# Newbie w/ a Series 2 would like to know how to hack



## putunxtc (Apr 29, 2007)

Hey everyone. I just bought a SA Series 2 Model TCD540040 at a garage sale for $10. I would like to know how I can hack this unit so I can use it like a VCR or I think ya'll call it a MVR without a subscription. Any help is appreciated.


----------



## Gunnyman (Jul 10, 2003)

you can't do anything with a S2 without a subscription hacked or otherwise.
There are no hacks that allow you to use a S2 Tivo without a sub.


----------



## putunxtc (Apr 29, 2007)

thanks for the info. now what can i do with this unit besides opening it up and keeping the hard drive or selling it on ebay?


----------



## Gunnyman (Jul 10, 2003)

That's about it.


----------



## putunxtc (Apr 29, 2007)

if i buy a direct tv with tivo built in. can i use it without the direct tv service subscription and the tivo subscription? that is just use it as a recorder and then be able to transfer the movies or tv shows to my computer as files to burn to dvd's?

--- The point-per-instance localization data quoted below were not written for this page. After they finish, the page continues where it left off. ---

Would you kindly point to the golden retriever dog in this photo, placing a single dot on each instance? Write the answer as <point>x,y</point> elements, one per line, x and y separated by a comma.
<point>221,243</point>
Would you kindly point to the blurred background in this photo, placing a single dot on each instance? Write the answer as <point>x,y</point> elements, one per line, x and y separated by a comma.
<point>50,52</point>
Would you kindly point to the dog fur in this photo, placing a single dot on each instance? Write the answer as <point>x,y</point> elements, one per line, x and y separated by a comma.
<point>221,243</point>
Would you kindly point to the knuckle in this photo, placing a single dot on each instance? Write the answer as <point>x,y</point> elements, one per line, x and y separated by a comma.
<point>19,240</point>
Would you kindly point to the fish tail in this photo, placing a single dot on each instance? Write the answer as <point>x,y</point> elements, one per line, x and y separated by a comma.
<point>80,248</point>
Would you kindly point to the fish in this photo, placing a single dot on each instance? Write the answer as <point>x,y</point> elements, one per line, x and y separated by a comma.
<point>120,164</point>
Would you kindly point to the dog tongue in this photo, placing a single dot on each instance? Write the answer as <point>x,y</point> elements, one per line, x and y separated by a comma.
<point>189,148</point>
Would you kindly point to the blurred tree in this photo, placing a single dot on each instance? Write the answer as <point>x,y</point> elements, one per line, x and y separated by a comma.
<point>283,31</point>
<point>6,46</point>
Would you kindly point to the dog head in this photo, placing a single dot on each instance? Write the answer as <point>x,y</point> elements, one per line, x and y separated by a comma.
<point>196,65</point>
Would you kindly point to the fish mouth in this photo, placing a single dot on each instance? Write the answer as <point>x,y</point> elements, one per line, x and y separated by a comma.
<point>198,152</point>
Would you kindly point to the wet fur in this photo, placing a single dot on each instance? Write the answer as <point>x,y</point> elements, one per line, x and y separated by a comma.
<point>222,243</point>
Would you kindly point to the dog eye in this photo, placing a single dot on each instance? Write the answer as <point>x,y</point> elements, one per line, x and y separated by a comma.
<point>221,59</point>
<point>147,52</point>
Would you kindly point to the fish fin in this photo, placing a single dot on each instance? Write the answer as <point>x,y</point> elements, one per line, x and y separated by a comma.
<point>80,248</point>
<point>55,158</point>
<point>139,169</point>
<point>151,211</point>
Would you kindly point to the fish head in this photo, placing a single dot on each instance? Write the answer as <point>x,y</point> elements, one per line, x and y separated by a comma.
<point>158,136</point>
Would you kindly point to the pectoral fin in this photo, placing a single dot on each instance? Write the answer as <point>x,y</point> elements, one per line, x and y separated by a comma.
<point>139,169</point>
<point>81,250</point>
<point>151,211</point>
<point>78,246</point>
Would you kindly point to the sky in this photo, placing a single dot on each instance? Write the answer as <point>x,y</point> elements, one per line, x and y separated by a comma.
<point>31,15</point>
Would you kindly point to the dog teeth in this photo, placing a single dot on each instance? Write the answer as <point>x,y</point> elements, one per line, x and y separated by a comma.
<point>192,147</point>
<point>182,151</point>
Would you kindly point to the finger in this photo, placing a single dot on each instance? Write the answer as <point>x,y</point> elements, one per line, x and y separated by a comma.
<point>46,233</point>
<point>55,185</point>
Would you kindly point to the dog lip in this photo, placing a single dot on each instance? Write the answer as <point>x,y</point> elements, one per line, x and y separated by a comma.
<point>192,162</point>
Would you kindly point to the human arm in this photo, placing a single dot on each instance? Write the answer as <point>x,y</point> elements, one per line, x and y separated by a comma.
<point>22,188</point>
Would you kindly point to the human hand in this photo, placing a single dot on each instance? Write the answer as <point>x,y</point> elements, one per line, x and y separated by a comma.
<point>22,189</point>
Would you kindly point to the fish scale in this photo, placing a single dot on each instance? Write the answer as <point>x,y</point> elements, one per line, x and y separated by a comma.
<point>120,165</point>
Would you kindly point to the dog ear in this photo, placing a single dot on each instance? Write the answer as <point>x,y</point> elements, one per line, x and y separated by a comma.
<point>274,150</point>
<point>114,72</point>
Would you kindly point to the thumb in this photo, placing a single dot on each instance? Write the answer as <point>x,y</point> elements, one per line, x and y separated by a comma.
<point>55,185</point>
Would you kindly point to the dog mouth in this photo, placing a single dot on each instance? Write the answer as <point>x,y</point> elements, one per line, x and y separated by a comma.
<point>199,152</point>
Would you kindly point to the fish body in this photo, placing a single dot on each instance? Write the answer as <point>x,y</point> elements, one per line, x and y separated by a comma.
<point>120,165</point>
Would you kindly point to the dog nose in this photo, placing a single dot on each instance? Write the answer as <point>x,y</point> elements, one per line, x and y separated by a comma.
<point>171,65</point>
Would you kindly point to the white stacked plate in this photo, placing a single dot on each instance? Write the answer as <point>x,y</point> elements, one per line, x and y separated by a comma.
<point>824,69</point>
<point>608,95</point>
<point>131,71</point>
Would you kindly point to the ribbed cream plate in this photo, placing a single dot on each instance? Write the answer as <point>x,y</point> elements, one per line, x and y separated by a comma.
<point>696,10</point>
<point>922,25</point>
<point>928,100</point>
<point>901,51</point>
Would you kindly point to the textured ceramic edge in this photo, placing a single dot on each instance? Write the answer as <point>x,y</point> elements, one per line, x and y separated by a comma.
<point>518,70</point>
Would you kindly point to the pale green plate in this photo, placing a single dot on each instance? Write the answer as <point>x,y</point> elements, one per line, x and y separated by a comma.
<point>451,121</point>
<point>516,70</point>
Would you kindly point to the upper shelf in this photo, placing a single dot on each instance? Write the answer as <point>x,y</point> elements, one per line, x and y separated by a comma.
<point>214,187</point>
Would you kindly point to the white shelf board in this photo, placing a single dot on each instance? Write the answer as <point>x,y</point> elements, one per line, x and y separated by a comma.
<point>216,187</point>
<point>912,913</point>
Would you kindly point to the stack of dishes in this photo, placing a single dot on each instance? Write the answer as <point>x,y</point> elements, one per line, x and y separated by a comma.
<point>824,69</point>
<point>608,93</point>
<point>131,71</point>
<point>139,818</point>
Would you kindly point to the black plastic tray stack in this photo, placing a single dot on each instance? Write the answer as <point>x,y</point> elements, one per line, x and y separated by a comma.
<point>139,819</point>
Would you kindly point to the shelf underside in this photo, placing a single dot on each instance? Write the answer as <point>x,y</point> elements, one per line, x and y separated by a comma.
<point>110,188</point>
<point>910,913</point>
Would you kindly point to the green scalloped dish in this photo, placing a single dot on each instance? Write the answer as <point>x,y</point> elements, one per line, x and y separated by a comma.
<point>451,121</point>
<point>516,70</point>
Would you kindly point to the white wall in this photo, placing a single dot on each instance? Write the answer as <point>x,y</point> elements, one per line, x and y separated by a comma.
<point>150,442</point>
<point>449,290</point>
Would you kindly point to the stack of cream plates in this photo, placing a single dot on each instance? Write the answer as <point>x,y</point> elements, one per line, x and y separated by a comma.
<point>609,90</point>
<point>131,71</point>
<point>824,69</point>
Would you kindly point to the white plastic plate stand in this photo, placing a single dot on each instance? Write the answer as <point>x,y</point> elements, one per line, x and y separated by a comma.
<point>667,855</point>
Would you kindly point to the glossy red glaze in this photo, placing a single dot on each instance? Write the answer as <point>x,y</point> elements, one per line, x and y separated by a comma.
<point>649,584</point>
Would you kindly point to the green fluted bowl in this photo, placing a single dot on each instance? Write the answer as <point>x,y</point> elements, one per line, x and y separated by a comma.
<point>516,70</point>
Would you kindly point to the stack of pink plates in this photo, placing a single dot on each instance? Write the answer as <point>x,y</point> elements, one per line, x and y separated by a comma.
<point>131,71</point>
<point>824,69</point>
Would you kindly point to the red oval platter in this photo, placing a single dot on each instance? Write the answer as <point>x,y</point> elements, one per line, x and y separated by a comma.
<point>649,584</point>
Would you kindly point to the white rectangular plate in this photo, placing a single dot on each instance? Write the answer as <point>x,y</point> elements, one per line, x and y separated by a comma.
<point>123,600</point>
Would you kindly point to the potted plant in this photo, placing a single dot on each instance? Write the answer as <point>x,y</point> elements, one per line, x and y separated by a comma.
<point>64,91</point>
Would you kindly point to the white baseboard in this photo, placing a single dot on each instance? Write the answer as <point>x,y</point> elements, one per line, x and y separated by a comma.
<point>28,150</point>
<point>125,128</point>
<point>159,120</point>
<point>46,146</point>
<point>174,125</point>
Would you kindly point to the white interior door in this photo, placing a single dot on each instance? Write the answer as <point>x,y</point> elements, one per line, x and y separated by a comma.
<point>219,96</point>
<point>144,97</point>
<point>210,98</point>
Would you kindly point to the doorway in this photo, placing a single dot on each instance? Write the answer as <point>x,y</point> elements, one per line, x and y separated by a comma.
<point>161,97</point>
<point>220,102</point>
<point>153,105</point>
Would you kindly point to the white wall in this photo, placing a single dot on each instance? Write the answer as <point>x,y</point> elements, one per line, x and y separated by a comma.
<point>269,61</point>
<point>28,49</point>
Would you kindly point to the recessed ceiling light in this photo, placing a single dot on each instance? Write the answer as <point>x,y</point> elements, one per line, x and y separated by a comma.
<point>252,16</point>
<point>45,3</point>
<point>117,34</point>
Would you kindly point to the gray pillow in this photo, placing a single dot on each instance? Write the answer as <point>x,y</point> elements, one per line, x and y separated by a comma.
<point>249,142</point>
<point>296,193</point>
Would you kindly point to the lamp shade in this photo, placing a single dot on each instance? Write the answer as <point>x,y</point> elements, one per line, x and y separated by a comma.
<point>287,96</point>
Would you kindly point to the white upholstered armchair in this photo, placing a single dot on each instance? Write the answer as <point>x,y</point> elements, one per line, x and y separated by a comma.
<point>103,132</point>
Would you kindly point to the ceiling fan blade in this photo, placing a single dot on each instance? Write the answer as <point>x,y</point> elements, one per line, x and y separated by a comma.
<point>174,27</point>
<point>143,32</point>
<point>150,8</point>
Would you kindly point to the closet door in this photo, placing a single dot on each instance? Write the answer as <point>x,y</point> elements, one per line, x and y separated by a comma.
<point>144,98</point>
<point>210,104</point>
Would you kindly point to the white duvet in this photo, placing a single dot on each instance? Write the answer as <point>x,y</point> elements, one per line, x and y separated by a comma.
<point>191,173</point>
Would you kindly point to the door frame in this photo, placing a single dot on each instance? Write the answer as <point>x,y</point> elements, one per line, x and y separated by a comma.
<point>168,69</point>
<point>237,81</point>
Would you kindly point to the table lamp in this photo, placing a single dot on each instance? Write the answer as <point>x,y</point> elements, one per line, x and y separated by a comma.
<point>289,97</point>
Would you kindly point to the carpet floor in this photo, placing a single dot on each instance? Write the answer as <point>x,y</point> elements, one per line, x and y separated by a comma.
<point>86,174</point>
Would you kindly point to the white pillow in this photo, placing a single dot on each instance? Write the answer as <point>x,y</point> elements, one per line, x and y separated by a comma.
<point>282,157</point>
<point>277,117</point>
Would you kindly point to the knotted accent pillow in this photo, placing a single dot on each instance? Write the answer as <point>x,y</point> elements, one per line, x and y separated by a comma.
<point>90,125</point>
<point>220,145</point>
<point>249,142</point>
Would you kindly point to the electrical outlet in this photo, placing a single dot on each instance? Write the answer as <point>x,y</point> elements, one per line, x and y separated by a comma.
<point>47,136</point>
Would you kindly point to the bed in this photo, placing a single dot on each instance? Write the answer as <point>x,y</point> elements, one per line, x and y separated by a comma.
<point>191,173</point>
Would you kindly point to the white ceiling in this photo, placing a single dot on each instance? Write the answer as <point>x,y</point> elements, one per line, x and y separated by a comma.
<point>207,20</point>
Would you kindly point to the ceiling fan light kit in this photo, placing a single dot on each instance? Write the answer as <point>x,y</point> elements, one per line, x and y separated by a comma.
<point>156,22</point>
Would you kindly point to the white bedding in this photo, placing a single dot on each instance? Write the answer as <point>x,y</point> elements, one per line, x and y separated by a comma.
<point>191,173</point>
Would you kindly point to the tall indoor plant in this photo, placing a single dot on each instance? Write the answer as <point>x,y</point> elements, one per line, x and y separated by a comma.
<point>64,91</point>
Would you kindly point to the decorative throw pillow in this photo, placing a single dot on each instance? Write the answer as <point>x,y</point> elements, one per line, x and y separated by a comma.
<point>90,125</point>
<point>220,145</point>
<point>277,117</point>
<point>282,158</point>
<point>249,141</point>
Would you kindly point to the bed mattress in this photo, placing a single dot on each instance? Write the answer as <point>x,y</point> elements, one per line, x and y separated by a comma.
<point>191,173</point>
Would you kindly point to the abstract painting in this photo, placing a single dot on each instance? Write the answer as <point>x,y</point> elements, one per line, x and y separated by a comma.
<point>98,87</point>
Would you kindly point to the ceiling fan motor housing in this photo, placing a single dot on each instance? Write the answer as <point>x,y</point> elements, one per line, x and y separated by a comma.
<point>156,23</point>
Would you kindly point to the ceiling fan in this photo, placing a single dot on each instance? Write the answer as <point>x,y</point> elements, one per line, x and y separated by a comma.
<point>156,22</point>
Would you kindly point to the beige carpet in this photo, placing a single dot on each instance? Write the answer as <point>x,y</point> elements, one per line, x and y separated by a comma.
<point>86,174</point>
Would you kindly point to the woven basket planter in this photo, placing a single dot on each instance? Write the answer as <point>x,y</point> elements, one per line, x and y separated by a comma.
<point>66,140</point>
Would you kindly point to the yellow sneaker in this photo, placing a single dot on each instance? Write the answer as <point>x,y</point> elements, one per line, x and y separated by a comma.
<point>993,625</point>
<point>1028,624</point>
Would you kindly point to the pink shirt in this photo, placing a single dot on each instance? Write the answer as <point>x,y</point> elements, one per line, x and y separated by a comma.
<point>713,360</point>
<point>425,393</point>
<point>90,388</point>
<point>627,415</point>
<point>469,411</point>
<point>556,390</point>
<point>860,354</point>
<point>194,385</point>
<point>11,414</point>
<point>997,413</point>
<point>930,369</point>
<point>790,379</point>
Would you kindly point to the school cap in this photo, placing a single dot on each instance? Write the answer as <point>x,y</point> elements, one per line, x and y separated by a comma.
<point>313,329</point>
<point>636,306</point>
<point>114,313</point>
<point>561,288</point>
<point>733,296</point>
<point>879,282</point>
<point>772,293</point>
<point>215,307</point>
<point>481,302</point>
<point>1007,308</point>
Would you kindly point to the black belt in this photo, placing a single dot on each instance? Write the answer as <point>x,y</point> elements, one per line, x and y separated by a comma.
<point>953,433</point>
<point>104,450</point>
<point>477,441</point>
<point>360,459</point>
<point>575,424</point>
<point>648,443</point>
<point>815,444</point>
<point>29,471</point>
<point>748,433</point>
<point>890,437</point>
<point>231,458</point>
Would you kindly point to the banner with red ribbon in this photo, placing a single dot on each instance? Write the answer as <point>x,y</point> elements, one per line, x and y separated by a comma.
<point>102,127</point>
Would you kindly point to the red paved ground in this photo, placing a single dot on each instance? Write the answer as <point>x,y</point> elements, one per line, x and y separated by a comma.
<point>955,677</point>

i have a comcast motorola dvr now and everyone says there is no way i can get the files off that dvr to my computer. do you know anything about that?


----------



## Gunnyman (Jul 10, 2003)

no
a dtv tivo will ONLY record Direct TV
If you want a unit that will allow you to xfer shows to dvd you will need to either buy a sub for the unit you have, or buy a dvd recorder with tivo built in. Those units come with what is called "tivo basic" and don't require a sub.


----------



## eviltroll99 (May 3, 2007)

Apologies, I think my original post was not an appropritate topic for the forum. Thanks for the information.


----------



## JWThiers (Apr 13, 2005)

We couldn't comment on TOS ("Theft Of Service").


----------